5. Empirical Validation:
   We have provided experimental evidence in Section 3.5 to substantiate this explanation. In addition, we have included a detailed analysis in the appendix to further clarify these points for readers. We hope this enhanced explanation addresses your concern comprehensively.

Once again, we thank the reviewer for raising this important question, which allowed us to better explain the core contributions of SFS in improving exploration and performance in large action spaces. Hopefully this helps clarify the question.

Thanks to the authors for the detailed response to my questions. Adding a comparison with PUCT and FunSearch does make the empirical evaluation more solid. Also I appreciate the thorough discussion on comparison with tree search algorithms.

I'd like to keep my score the same.

All experiments are only based on gpt-3.5. Showing the performance on at least some SoTA open source llm is helpful to understand the generality of usage of this method.

Thank you for your suggestion. We understand the importance of evaluating our method on multiple models to demonstrate its generality. In addition to experiments with GPT-3.5, GPT-4o, and GPT-4o-mini, we have added an open-source LLama-3.1-instruct model, per your suggestion. These results are included in the main manuscript (Figure 14).

As shown in Figure 14, weaker models such as GPT-3.5 and LLama-3.1-instruct exhibit stronger scaling behaviors when using our method, suggesting that inference-time scaling compensates for limited training quality. By contrast, more capable models like GPT-4o display comparatively diminished scaling improvements, highlighting a trade-off between model pretraining quality and the benefits of inference-time scaling.

These results demonstrate that our method is not only compatible with OpenAI's models but also extends effectively to SoTA open-source LLMs.
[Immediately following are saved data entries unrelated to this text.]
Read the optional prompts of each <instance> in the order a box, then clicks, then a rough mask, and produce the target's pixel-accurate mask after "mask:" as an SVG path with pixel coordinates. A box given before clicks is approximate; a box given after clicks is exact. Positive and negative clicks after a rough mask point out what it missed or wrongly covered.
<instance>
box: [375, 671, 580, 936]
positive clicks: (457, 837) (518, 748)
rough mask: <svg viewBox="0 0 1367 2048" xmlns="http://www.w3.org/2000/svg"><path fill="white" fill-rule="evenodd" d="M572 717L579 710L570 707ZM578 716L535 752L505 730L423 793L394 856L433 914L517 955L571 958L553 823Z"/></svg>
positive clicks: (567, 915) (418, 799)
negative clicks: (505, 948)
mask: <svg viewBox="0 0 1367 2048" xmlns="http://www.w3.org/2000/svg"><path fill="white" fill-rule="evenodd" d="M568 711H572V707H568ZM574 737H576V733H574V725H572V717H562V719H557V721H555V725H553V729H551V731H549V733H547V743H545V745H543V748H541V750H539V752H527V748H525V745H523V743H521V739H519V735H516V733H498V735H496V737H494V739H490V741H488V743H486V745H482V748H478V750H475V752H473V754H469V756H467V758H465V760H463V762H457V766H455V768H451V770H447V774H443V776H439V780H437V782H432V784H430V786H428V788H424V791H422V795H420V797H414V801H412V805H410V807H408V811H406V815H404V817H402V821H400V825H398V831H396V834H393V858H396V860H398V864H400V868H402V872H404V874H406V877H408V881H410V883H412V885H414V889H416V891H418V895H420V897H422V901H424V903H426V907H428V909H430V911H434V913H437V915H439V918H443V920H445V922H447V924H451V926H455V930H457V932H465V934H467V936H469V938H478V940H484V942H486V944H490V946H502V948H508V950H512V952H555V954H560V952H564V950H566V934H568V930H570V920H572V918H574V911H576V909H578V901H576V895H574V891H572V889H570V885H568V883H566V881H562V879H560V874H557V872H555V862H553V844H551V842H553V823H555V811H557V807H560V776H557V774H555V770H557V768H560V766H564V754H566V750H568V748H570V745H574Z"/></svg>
This further underscores the generality and adaptability of our approach.

We hope this clarifies the breadth of our evaluation and appreciate your feedback.

What is the actual cost of the tree-search base inference per instance in comparison to other prior search methods, for the same budget

Great points! Per the reviewer's suggestion, we have included a scaling chart (Figure 12, right) that shows how our method scales with token usage. We see that our method scales better and performs better than the baselines given the same token budget.
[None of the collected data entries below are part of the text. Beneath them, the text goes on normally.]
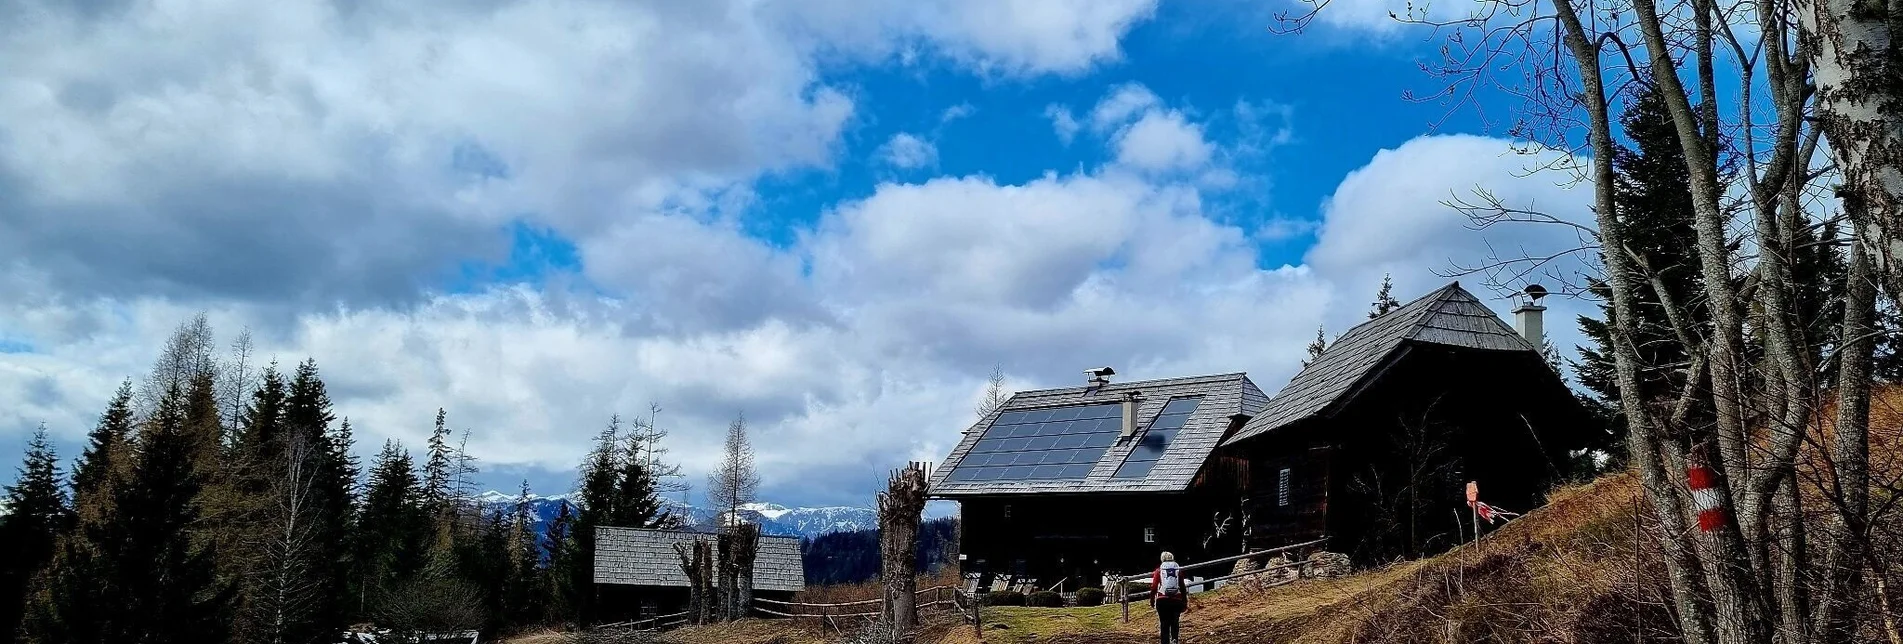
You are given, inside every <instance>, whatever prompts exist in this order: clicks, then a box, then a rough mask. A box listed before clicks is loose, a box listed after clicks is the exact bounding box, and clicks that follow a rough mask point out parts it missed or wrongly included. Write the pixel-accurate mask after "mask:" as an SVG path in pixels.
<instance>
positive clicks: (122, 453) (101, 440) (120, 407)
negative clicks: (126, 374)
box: [72, 379, 133, 511]
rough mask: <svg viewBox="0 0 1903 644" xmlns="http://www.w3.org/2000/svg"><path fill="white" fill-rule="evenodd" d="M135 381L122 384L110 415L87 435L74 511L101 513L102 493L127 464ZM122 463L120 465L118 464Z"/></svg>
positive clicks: (102, 419)
mask: <svg viewBox="0 0 1903 644" xmlns="http://www.w3.org/2000/svg"><path fill="white" fill-rule="evenodd" d="M131 404H133V398H131V379H128V381H124V383H120V389H118V392H116V394H112V402H110V404H107V412H105V413H101V415H99V425H95V427H93V431H91V433H89V434H88V436H86V438H88V440H86V452H80V461H78V465H74V467H72V505H74V509H86V511H99V509H97V505H99V503H97V501H103V499H101V493H99V492H101V490H103V488H105V486H107V480H108V478H110V476H112V473H114V469H116V467H124V465H126V463H122V461H126V455H128V452H126V440H128V438H129V436H131V427H133V410H131ZM116 463H118V465H116Z"/></svg>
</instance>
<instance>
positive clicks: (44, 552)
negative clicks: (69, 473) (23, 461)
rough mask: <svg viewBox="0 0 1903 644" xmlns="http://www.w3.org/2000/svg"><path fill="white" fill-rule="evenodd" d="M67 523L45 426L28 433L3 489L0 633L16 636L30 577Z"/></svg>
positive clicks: (0, 524)
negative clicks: (46, 433)
mask: <svg viewBox="0 0 1903 644" xmlns="http://www.w3.org/2000/svg"><path fill="white" fill-rule="evenodd" d="M70 524H72V509H69V507H67V493H65V488H63V486H61V482H59V455H57V453H53V448H51V446H49V444H48V442H46V425H42V427H40V431H36V433H34V434H32V442H30V444H29V446H27V461H25V463H23V465H21V469H19V478H17V480H13V484H11V486H6V514H0V553H6V556H0V634H4V636H6V638H11V634H13V633H17V631H19V625H21V615H23V610H25V606H27V593H29V589H30V587H32V579H34V575H38V574H40V570H44V568H46V566H48V564H49V562H51V560H53V547H55V543H57V539H59V535H61V533H65V532H67V528H69V526H70Z"/></svg>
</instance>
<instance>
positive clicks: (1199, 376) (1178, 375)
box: [1016, 372, 1248, 396]
mask: <svg viewBox="0 0 1903 644" xmlns="http://www.w3.org/2000/svg"><path fill="white" fill-rule="evenodd" d="M1239 377H1248V372H1229V373H1205V375H1176V377H1151V379H1142V381H1121V383H1109V385H1104V387H1100V389H1117V387H1128V385H1144V383H1197V381H1227V379H1239ZM1081 389H1090V387H1083V385H1071V387H1049V389H1024V391H1018V392H1016V394H1018V396H1030V394H1047V392H1062V391H1081Z"/></svg>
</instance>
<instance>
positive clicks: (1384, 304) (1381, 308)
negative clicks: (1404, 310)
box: [1368, 272, 1401, 320]
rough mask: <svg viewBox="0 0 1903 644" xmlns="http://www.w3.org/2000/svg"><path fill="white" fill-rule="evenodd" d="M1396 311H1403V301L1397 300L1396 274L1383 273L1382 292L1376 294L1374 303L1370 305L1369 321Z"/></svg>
mask: <svg viewBox="0 0 1903 644" xmlns="http://www.w3.org/2000/svg"><path fill="white" fill-rule="evenodd" d="M1395 309H1401V301H1399V299H1395V274H1393V272H1382V290H1380V292H1378V293H1374V303H1372V305H1368V320H1374V318H1380V316H1383V314H1387V312H1389V311H1395Z"/></svg>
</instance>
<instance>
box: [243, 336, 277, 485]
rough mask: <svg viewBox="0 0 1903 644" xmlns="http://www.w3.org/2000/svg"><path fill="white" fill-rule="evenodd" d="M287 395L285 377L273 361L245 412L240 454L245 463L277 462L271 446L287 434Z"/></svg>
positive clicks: (261, 380)
mask: <svg viewBox="0 0 1903 644" xmlns="http://www.w3.org/2000/svg"><path fill="white" fill-rule="evenodd" d="M285 396H287V392H285V385H284V375H280V373H278V362H276V360H272V362H270V364H266V366H265V375H263V377H261V379H259V387H257V391H253V392H251V404H249V406H247V408H245V410H244V421H242V423H240V425H242V427H240V431H238V453H240V457H242V459H244V461H253V459H257V461H274V459H272V457H270V453H268V450H270V448H268V446H272V444H276V442H278V438H280V434H282V433H284V431H282V425H284V400H285Z"/></svg>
Would be interesting to see whether such tree-search techniques prove helpful in popular challenging benchmarks like SWEBench

Great idea! Definitely, we completely agree that applying tree-search techniques, particularly in challenging benchmarks like SWEBench, is a compelling avenue for exploration. This is indeed a work in progress, as we aim to extend our framework to domains that involve dynamic interactions with the environment.

The SFS framework is particularly well-suited for such benchmarks due to its ability to incorporate execution feedback into the solution generation process. SWEBench, which emphasizes active interaction with the environment, aligns naturally with SFS's core strengths. By leveraging feedback from intermediate executions to guide the search, SFS can dynamically refine its exploration strategy, potentially unlocking significant performance gains in these settings.

We believe this line of research holds great promise and could open new avenues for applying tree-search-based methods to domains requiring active and iterative feedback loops. Thank you again for raising this point, and we look forward to sharing further results as we continue to investigate this exciting direction.